La stratégie russe avait cependant eu d’autres effets qui allaient à l’encontre des objectifs poursuivis. Le pouvoir n’était pas parvenu à articuler les différentes ressources mises au service de son action extérieure et à donner à l’ensemble une cohérence. Dans nombre des cas analysés dans ce chapitre, les initiatives prises étaient entrées en contradiction avec des décisions formulées dans d’autres domaines. Pour fabriquer du soft power, souligne Joseph Nye, il faut que la parole et les actes soient en harmonie. Les Jeux olympiques de Sotchi peuvent donner une nouvelle impulsion au soft power russe, écrit-il quelques mois avant cet événement, mais si le pouvoir « continue à réprimer la dissidence », « il écrasera le message » qu’il cherche à envoyer. C’est ce qui s’est produit. De l’annexion de la Crimée à l’invasion de l’Ukraine et à la mise en place d’un système de dopage de grande ampleur, les politiques interne et externe menées par la Russie ont sapé, voire ruiné les atouts qu’elle avait en matière de soft power.

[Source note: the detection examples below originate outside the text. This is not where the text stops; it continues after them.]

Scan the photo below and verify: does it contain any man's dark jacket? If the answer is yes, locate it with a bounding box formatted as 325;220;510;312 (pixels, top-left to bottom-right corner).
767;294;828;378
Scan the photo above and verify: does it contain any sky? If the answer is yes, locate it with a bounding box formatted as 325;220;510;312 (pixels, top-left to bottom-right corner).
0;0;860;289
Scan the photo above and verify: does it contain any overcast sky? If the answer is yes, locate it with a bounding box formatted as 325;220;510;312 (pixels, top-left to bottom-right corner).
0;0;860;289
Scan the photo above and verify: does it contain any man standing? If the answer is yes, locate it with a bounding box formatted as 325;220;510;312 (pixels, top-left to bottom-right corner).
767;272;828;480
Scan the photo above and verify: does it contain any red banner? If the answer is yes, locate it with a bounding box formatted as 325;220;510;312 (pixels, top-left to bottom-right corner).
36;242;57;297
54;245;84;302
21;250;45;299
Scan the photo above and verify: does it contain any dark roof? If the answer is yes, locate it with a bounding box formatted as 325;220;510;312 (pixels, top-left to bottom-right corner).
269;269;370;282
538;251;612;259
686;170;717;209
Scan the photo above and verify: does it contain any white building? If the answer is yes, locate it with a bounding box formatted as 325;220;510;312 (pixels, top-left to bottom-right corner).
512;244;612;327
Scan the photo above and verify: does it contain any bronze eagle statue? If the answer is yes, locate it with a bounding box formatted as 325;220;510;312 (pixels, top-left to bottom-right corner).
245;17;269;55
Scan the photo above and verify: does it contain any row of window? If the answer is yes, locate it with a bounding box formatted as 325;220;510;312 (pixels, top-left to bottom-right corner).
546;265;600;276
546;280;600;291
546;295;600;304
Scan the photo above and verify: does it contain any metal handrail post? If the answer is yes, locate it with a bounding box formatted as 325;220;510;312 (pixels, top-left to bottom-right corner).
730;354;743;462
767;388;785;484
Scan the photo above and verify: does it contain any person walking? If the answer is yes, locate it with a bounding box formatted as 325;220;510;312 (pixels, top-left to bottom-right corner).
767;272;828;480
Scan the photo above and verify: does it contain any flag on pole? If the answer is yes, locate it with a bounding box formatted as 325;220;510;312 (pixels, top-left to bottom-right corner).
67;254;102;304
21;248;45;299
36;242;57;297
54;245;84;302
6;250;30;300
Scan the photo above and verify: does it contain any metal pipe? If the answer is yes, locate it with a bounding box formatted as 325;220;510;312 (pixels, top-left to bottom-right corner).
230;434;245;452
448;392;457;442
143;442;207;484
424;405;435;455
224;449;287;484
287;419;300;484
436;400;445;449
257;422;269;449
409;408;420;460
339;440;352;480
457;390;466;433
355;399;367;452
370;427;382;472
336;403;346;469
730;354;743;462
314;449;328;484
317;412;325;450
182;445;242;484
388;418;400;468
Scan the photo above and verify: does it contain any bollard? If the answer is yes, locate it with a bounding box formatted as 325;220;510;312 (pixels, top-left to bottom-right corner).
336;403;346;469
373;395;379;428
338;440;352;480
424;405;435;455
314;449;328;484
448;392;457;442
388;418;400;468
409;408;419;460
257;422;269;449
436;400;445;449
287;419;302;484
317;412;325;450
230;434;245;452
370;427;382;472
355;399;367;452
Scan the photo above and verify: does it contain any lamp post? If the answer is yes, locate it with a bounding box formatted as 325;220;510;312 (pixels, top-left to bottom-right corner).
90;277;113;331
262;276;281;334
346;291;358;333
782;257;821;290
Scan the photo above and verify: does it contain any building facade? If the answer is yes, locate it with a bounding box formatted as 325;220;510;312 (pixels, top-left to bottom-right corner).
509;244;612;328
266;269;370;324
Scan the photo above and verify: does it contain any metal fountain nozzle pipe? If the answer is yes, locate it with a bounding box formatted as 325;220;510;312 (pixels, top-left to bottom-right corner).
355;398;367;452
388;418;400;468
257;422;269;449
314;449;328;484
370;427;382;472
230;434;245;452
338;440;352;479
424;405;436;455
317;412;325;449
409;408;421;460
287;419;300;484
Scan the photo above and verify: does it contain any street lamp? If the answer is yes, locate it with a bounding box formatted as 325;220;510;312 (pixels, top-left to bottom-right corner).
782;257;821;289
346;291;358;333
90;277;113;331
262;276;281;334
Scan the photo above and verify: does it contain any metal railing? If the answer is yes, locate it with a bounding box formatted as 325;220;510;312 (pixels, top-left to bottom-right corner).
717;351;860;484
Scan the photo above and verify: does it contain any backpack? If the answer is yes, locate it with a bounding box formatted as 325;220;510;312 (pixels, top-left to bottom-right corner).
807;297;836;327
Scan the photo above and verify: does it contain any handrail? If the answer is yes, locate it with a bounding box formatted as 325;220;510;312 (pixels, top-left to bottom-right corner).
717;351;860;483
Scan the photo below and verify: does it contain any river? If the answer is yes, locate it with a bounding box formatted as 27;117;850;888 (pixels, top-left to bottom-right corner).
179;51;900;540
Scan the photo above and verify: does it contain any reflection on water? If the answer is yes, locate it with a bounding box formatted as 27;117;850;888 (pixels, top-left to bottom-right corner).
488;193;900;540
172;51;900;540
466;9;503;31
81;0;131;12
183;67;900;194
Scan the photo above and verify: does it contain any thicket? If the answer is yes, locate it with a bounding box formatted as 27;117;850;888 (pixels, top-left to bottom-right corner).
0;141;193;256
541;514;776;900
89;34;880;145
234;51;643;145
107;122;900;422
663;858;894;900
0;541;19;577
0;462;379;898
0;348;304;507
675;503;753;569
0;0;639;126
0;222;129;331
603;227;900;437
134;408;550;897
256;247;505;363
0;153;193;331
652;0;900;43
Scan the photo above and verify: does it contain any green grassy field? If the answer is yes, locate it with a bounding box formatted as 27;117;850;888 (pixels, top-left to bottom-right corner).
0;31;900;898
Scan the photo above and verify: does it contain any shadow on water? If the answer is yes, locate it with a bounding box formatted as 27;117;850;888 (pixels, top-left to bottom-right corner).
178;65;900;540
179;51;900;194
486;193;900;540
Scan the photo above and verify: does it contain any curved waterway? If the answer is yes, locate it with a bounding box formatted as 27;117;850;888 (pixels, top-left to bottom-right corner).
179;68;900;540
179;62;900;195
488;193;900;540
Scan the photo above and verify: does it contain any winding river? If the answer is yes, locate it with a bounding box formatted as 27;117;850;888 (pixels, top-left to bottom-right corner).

La fabrique du soft power s’était ainsi retrouvée confrontée à des contradictions qu’elle n’était pas parvenue à surmonter. Ainsi en a-t-il été de son projet de « monde russe », les dirigeants russes « oscill[a]nt sans cesse entre des tentatives visant à instrumentaliser la diaspora afin de projeter la puissance de la Russie sur les États voisins et la crainte que la diaspora russe n’évolue en une “Russie alternative” capable de remettre en cause la légitimité du Kremlin ». Ainsi en a-t-il aussi été de ses relations avec ses voisins. Dans les États baltes, en Ukraine et en Géorgie, les politiques menées ont eu les effets inverses de ceux qui étaient recherchés. Elles ont contribué aux ruptures avec ces États, renforcé les solidarités entre ceux-ci, l’UE et les États-Unis, conforté dans ces pays l’image de l’Alliance atlantique, contribué à l’implosion de l’Église orthodoxe. Elles ont en outre accéléré la dégradation des relations russo-occidentales et sapé durablement la confiance entre les uns et les autres. La fabrique du soft power a par ailleurs été affaiblie par le rôle central de l’État, principal acteur de la stratégie russe. Les réseaux mis en place n’étaient pas tous étatiques, mais ceux qui ne l’étaient pas étaient pour la plupart proches du pouvoir, ils bénéficiaient de financements publics et les grands thèmes qu’ils mobilisaient étaient ceux de la diplomatie russe. Contrairement aux États-Unis où, comme le souligne Joseph Nye, « le soft power est produit par la société civile – des universités et des fondations à Hollywood et à la pop culture –, et non par le gouvernement », le dispositif russe « n’exploitait qu’à la marge les ressources pro[1]duites par les sociétés civiles ». Moscou s’était de ce fait privée de leur concours.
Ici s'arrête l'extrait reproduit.